Calling our economy faith-based is jarring today only because the word “faith” was forcibly morphed and politicized. Vestiges of its old meaning remain today, though, in expressions still used in commerce, such as “full faith and credit” used to describe debt instruments, “good-faith effort,” used to describe a type of stock or bond underwriting, and “made in good faith,” used to describe promises included in contracts.
Our economy works because of three kinds of secular faith: faith in transactions; faith in institutions; and faith in the future. Each is a necessary condition for a successful economy, and each is suffering from the effects of erosion and of direct assault.
The most recent evidence of deterioration comes from a survey of how we assess our prospects in the future. A recent Rasmussen Reports telephone survey reveals that, “Just 14 percent of Americans expect today’s children to be better off than their parents.”
It is not surprising that this measurement is at an all-time low, and surely it would not be wrong to blame a good deal of our gloomy outlook on the Great Recession. Still, that is only part of the story.
The Rasmussen Reports study is an effort to discover people’s attitudes and opinions that will affect their future behavior. A different take on the Great Recession, by Ohio State University sociologist Zhenchao Qian, examined actions taken in the past and attempted to discover how those actions reflect economic changes.
Qian examined U.S. Census data and found that, “Evidently, living with parents reached a new high in 2007-2009 during the Great Recession, especially those aged 20 to 24.” By 2009, the data indicates that 43 percent of young adults in this age group were living in their parents’ home.
There is little doubt that the recession’s effects are fueling this change. Diminished job prospects, the punishing price of higher education and the high cost of housing, especially rental housing, are clearly major factors reshaping American households by adding young adults.
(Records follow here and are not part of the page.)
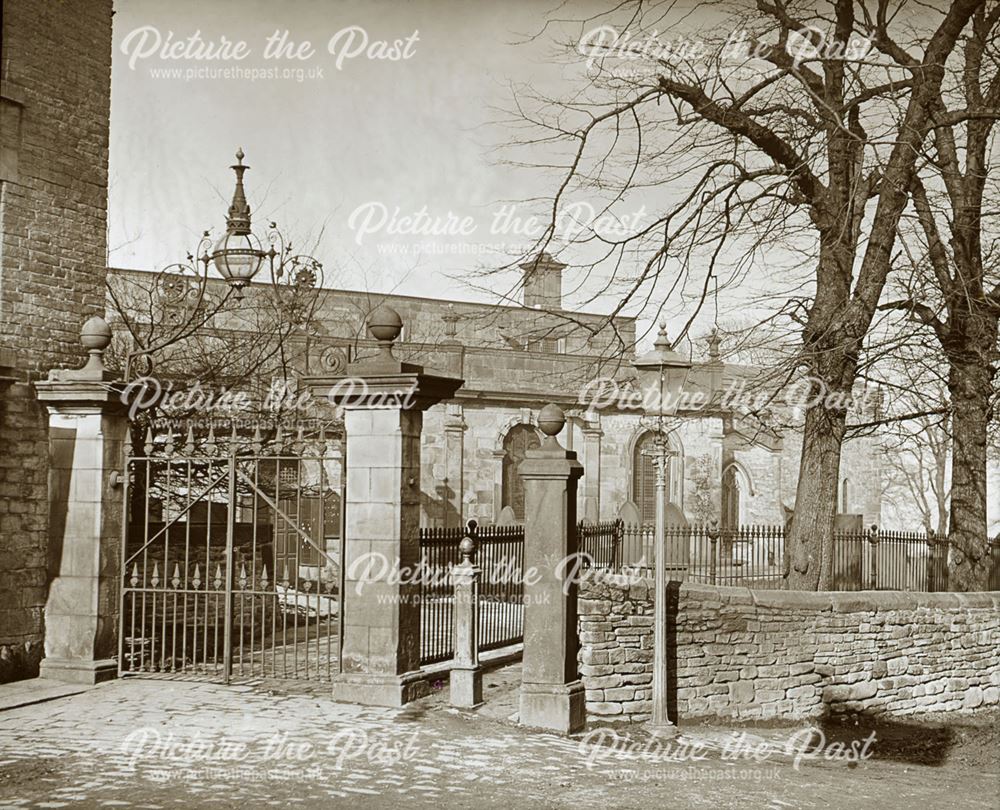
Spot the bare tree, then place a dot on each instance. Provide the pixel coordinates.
(952, 281)
(811, 155)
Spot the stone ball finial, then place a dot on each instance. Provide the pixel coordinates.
(551, 420)
(384, 324)
(467, 548)
(96, 334)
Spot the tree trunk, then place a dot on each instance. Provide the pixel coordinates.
(809, 546)
(969, 389)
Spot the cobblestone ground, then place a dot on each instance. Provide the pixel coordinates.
(159, 744)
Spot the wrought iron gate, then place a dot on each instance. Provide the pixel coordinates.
(231, 559)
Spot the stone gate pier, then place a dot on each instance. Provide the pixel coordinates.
(383, 401)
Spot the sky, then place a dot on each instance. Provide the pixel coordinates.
(343, 140)
(376, 133)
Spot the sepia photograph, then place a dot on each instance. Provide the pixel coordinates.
(556, 404)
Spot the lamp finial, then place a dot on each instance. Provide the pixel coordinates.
(238, 220)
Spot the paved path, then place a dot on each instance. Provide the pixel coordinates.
(160, 744)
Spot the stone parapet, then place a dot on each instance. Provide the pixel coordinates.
(790, 655)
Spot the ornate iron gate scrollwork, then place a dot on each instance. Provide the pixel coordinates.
(231, 559)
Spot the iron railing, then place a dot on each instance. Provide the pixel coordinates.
(230, 569)
(753, 556)
(500, 556)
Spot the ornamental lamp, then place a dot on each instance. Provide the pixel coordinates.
(238, 254)
(661, 374)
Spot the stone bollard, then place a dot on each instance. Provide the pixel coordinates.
(552, 695)
(466, 676)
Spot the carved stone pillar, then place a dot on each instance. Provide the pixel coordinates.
(552, 695)
(87, 431)
(380, 610)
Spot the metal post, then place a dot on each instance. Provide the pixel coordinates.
(466, 677)
(873, 541)
(713, 541)
(227, 650)
(660, 721)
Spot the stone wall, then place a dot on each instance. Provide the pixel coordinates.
(758, 655)
(55, 92)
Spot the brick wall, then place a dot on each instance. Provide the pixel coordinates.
(757, 655)
(55, 86)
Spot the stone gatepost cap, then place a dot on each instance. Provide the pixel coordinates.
(551, 421)
(384, 324)
(96, 334)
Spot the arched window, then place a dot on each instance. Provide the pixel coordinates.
(644, 478)
(516, 443)
(737, 490)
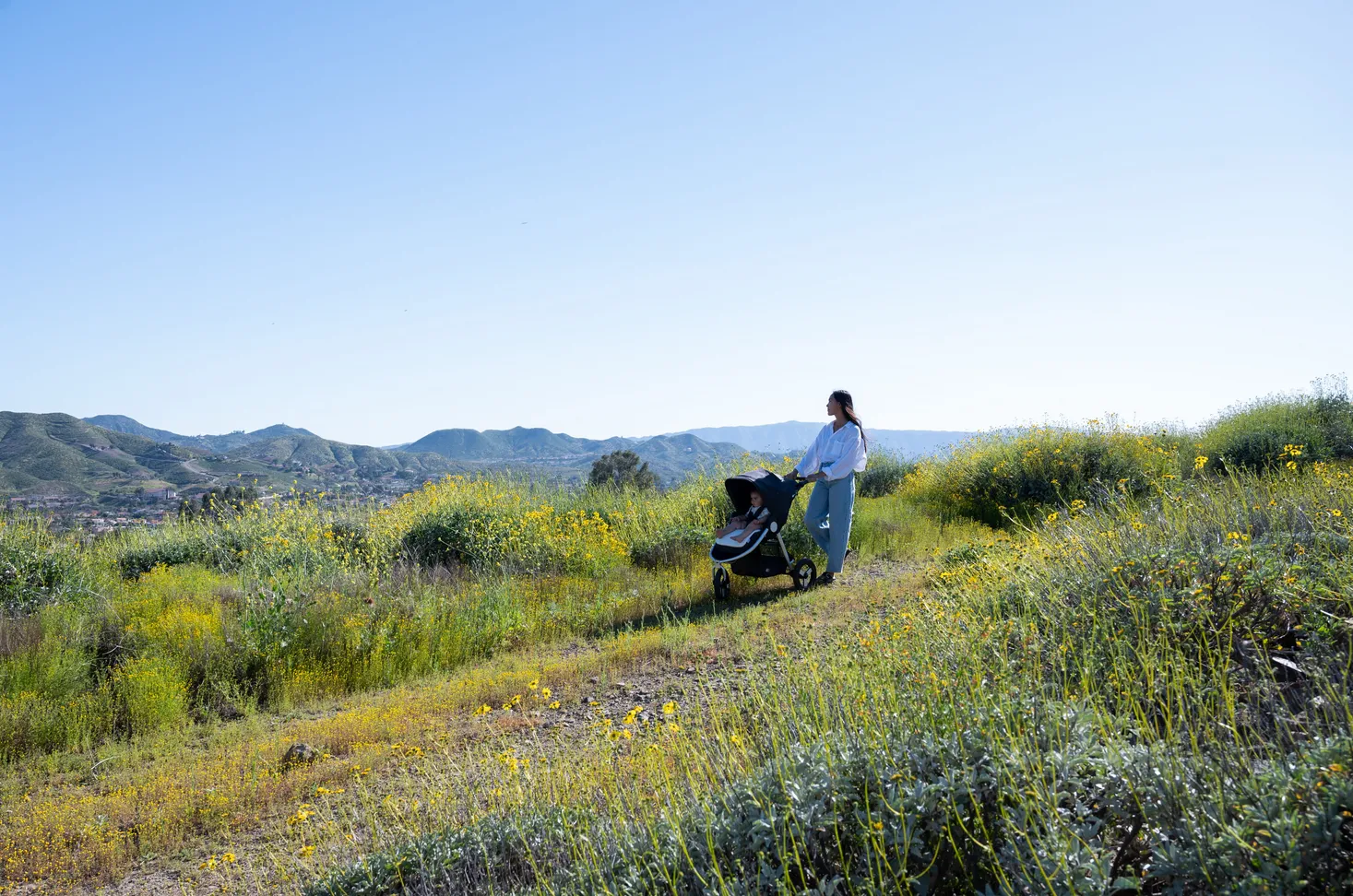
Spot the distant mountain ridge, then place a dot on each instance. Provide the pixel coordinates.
(794, 435)
(669, 455)
(61, 454)
(214, 443)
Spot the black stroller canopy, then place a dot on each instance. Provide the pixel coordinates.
(777, 493)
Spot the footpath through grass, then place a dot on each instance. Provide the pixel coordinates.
(1138, 681)
(173, 796)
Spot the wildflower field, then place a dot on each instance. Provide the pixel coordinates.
(1062, 660)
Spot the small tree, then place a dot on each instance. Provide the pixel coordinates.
(623, 469)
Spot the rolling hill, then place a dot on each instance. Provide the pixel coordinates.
(61, 454)
(793, 437)
(211, 443)
(670, 457)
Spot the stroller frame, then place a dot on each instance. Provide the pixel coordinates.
(751, 559)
The backstory on this, however, is that young Americans living at home was a trend that began at least as early as the 1980s, long before the Great Recession. The rate of growth in this living arrangement over the past decade is not significantly different from what was in the 1980-90 period.
What that tells us is that the economic factors have been in place for decades and having measureable effects on living arrangements, family structure and Americans’ behavior and outlook on life.
When the Rasmussen survey and the Qian study are placed side by side, we can see a relationship between economics, attitude and faith in the future. It is a relationship that deserves our attention.
It would be foolish to ignore the effects of this recent recession, which cut so deep into our lives. It would be equally foolish, though, to assume that when we recover from the economic recession that we will recover our faith in the future, too.
It would also be foolish to ignore the institutional and transactional issues. The three secular faiths that make modern economies possible are closely interrelated.
Our faith in institutions has been eroding rapidly for nearly a half-century and has been diminished further by the depth and duration of this recession as well as government’s ineffective countermeasures. The federal government, for example, seems locked in a sort of time warp where its economic remedies range from 1930s Keynesian deficit spending to 1960s monetary expansion and zero interest rates.
There seems to be no comprehension in government that these policies are inadequate; no window the federal government can look out to see what is happening in the real world. We have to face the possibility that these old economic policy tools simply are not effective, at least not effective enough, when the economic change was significant enough to cause a loss of faith.
We also have to face the possibility that specific economic remedies may help, but the restoration of faith is more important. Without faith in our future, which is the very basis of savings and investment, parenting and education, our economy cannot function in a way that will support prosperity and growth.
James McCusker is a Bothell economist, educator and consultant.